Women winning battle of sexes in Amateur Championships
Last year’s victorious European Solheim Cup team featured five players who all had one thing in common: they were all recent winners of the Womens Amateur Championship.
Celine Boutier (2015), Georgia Hall (2013), Azahara Munoz (2009), Anna Nordqvist (2008) and Carlota Ciganda (2007) helped Europe defeat the United States at Gleneagles in arguably the greatest Solheim Cup ever.
Five of 12 is a pretty good return from the Womens Amateur, which was scheduled to take place this week at Kilmarnock (Barassie). It will now take place at West Lancs Golf Club August 25-30, with Kilmarnock set for the 2021 championship.
Contrast Europe’s 2018 winning Ryder Cup team. Only one of Thomas Bjorn’s players had an Amateur Championship victory to his name: Sergio Garcia won the 1998 Amateur at Muirfield. Tommy Fleetwood deserves an asterisk: he lost in the 2008 final at Turnberry to Dutchman Reinier Saxton.
Jose Maria Olazabal is the only other player in recent years to win the Amateur and go on to play in the Ryder Cup. Olazabal defeated Colin Montgomerie in the 1984 final at Formby.
What does two winners since 1984 to play in the Ryder Cup against five champions since 2007 to play in the Solheim tell us about the relative merits of the Amateur Championships? Is it a mere anomaly? Or does the Womens Amateur Championship give us a better indication of future accomplishments than the men’s version?
Ciganda’s defeated Nordqvist 4&3 at Alwoodley in 2007. It was Nordqvist’s second straight runner-up. Nordqvist made it third time lucky the following year at North Berwick when she bettered compatriot Caroline Hedwall 3&2. Hedwall was at Gleneagles last year, too.
I was lucky enough to cover the Women’s Amateur from 2004-2007. I managed to persuade my editor at Golfweek we needed to cover both the premier amateur championships on this side of the pond, not just the men’s. It wasn’t long before the women’s championship got pulled for financial reasons. The men’s followed last year when the then Golfweek editor decided covering the Amateur Championship at Portmarnock was just a tad too expensive. It brought 20 straight years of covering the championship crashing to an end. So much for Golfweek’s proud history of covering the most important amateur events. It’s what happens when you put people in charge with very little golf knowledge. Hey ho.
Anyway, I remember back in 2007 thinking Ciganda had a far better future in the women’s game than that year’s Amateur champion had in men’s golf. So it’s proved. Drew Weaver won 2007 Amateur Championship at Royal Lytham. Nice guy, but he’s still trying to find a foothold on the PGA Tour. He’s currently on the Korn Ferry Circuit.

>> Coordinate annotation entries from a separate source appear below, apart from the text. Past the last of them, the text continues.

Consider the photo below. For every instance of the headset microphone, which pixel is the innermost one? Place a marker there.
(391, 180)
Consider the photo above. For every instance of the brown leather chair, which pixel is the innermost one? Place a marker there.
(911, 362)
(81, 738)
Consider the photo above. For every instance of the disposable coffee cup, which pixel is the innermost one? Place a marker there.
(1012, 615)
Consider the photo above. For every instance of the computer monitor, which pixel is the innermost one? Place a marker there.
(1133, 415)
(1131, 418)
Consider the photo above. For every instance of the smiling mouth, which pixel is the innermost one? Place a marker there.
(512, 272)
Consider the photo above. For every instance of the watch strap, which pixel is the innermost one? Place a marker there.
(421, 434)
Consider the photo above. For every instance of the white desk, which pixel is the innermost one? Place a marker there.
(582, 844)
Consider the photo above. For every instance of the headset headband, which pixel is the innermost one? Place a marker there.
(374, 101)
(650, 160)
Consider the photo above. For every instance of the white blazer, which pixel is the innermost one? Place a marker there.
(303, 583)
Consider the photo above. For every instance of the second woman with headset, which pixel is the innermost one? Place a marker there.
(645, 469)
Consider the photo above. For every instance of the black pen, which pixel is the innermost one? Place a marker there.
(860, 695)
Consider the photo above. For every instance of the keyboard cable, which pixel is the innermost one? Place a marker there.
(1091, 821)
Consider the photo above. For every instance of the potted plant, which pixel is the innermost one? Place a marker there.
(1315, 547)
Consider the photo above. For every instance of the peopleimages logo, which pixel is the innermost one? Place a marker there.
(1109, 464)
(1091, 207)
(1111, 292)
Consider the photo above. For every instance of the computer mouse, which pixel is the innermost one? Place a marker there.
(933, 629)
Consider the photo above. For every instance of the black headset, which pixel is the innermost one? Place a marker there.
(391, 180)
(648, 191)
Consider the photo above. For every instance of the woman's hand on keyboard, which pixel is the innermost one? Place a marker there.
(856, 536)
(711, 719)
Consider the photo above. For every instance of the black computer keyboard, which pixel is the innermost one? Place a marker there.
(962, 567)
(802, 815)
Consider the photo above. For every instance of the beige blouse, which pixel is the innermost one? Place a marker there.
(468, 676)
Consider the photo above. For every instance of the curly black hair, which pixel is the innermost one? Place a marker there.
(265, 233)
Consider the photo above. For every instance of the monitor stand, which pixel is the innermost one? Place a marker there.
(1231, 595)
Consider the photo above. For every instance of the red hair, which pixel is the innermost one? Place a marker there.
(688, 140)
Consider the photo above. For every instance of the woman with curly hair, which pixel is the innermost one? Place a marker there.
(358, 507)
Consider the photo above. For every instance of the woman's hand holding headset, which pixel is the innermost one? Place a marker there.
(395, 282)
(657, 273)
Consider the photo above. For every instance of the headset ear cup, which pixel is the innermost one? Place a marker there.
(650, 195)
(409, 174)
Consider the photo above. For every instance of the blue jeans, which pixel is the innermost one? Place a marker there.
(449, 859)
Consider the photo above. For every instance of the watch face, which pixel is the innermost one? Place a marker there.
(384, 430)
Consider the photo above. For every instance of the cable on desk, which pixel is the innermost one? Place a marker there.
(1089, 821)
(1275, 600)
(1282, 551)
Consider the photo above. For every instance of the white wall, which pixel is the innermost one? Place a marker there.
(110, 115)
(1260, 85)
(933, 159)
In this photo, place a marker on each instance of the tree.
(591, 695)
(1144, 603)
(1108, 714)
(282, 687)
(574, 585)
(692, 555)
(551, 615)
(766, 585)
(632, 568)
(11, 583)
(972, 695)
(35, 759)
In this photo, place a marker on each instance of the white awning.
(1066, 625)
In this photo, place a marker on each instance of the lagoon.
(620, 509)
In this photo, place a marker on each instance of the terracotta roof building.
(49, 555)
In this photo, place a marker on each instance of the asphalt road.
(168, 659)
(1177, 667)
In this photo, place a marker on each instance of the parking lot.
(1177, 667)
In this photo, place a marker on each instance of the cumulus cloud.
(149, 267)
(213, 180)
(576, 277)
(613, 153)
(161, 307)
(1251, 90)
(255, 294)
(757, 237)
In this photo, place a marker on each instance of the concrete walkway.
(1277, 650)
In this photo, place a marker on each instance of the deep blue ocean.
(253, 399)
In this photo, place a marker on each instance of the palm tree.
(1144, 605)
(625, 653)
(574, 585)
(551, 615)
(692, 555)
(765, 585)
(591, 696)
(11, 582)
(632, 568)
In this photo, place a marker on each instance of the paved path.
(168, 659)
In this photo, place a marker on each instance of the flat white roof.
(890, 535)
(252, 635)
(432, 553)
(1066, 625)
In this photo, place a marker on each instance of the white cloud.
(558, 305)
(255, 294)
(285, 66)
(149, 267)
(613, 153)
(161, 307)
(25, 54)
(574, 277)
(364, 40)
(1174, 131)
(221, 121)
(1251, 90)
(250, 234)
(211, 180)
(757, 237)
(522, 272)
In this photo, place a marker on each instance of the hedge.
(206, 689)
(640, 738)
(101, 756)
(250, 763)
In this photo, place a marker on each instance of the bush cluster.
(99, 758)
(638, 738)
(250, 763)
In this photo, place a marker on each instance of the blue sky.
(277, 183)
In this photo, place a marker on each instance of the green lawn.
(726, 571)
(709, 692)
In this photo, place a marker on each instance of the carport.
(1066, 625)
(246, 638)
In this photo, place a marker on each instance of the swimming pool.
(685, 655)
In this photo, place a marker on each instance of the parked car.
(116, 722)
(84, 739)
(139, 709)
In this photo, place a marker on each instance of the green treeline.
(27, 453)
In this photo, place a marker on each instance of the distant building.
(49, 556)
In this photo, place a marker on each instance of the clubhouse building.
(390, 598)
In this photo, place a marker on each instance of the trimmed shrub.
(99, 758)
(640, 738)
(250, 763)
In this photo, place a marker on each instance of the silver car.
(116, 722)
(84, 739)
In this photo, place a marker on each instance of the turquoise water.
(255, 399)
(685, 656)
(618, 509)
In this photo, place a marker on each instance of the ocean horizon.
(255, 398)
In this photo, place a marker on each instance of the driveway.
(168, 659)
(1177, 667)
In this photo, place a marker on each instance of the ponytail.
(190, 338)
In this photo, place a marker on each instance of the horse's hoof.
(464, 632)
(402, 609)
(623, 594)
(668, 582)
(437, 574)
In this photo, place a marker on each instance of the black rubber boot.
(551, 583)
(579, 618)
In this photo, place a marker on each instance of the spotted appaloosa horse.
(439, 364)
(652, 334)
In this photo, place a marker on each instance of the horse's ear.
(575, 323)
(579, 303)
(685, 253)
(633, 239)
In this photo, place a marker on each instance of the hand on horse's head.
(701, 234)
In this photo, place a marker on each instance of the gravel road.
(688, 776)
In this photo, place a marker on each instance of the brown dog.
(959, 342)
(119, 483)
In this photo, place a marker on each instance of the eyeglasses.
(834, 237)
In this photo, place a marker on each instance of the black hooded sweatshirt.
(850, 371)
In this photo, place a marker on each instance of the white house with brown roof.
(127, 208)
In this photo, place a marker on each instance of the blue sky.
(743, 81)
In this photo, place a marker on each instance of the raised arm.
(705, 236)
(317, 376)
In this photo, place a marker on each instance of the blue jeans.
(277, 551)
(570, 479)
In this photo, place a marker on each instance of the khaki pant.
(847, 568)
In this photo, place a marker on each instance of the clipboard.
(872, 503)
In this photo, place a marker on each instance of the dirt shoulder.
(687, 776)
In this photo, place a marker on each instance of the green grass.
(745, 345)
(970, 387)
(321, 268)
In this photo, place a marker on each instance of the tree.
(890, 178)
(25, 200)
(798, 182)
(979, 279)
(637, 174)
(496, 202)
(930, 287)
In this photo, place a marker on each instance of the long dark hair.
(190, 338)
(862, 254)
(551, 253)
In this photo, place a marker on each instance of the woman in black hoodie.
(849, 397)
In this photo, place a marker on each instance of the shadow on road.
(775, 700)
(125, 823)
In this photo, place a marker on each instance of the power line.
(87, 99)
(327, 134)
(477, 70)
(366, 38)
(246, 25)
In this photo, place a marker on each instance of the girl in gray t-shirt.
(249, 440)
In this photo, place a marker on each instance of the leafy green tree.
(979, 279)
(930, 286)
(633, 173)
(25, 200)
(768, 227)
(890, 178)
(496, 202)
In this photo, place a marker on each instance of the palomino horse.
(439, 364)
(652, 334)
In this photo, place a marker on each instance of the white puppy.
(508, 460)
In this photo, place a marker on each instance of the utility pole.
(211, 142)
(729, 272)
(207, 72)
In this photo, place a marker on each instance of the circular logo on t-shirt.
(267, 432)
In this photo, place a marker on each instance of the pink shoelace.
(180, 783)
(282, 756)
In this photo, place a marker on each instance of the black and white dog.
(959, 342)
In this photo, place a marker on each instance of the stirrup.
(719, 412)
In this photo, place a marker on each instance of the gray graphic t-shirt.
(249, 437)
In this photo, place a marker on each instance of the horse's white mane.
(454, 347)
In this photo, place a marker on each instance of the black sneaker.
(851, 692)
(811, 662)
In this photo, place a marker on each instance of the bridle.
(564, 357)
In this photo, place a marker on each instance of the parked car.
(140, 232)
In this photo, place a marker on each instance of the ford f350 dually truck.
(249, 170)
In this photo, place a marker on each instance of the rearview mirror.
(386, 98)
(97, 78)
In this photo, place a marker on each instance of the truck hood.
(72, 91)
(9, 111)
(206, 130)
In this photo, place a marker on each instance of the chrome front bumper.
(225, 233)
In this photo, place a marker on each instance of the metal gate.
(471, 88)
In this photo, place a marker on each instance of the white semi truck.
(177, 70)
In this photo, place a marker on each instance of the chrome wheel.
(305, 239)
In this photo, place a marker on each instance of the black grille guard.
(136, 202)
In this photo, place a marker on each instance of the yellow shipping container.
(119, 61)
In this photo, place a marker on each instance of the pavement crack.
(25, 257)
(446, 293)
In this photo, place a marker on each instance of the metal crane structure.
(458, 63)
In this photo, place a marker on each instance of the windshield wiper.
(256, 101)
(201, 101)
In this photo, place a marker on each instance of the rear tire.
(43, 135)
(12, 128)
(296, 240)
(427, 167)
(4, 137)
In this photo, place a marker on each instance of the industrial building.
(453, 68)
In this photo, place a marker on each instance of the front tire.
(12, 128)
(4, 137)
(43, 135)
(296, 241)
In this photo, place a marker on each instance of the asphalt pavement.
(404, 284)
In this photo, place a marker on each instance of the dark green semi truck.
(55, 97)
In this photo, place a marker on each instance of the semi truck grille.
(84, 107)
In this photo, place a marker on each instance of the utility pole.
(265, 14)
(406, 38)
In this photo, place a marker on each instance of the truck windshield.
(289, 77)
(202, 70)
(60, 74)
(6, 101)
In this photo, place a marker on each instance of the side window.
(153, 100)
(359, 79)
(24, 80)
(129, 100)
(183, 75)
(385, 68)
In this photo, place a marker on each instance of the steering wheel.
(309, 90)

Ciganda was still in high school, looking forward to life in college golf. She could have named the school of her choice, she was that good. Here’s what I wrote 13 years ago:
“Spain’s Carlota Ciganda is going to make a big hit in college golf when she joins the collegiate circuit. With a game that features 300 yard drives, a beautiful wedge game and a silky putting touch, she will look good in most college programs.”
She ended up at Arizona State where, among other accolades, she made history by becoming the first player to win back-to-back Pac-10 Championships in 2009 and 2010. She has gone on to play in four Solheim Cups and has two LPGA wins.
I labelled Nordqvist the “Ice Maiden” when I watched her play in those two finals; she looked so calm under pressure. She just lost to better players. I wasn’t surprised when she won the following year. She’s now played in six Solheim Cups, won eight LPGA tournaments including two majors – the 2009 LPGA Championship and 2017 Evian Championship.
Hall is also a major winner, the 2018 Ricoh Women’s British Open, and has played in the last two Solheim matches.
Munoz is a four-time Solheim player with one LPGA victory. Boutier made her Solheim Cup debut last year after earning her maiden LPGA win in the ISPS Handa Vic Open.
The crop of men’s Amateur champions since 2007 can’t even come close to the above. None have made it to a Ryder Cup while only two have gone on to European Tour wins. Matteo Manassero parlayed four European Tour victories from his 2009 Amateur win, while 2010 champion Jin Jeong won the 2013 ISPS Handa Perth International. Sadly, both are now struggling.
Seems pretty obvious women are winning the battle of the sexes in recent Amateur Championships. Why? Answers on a postcard please.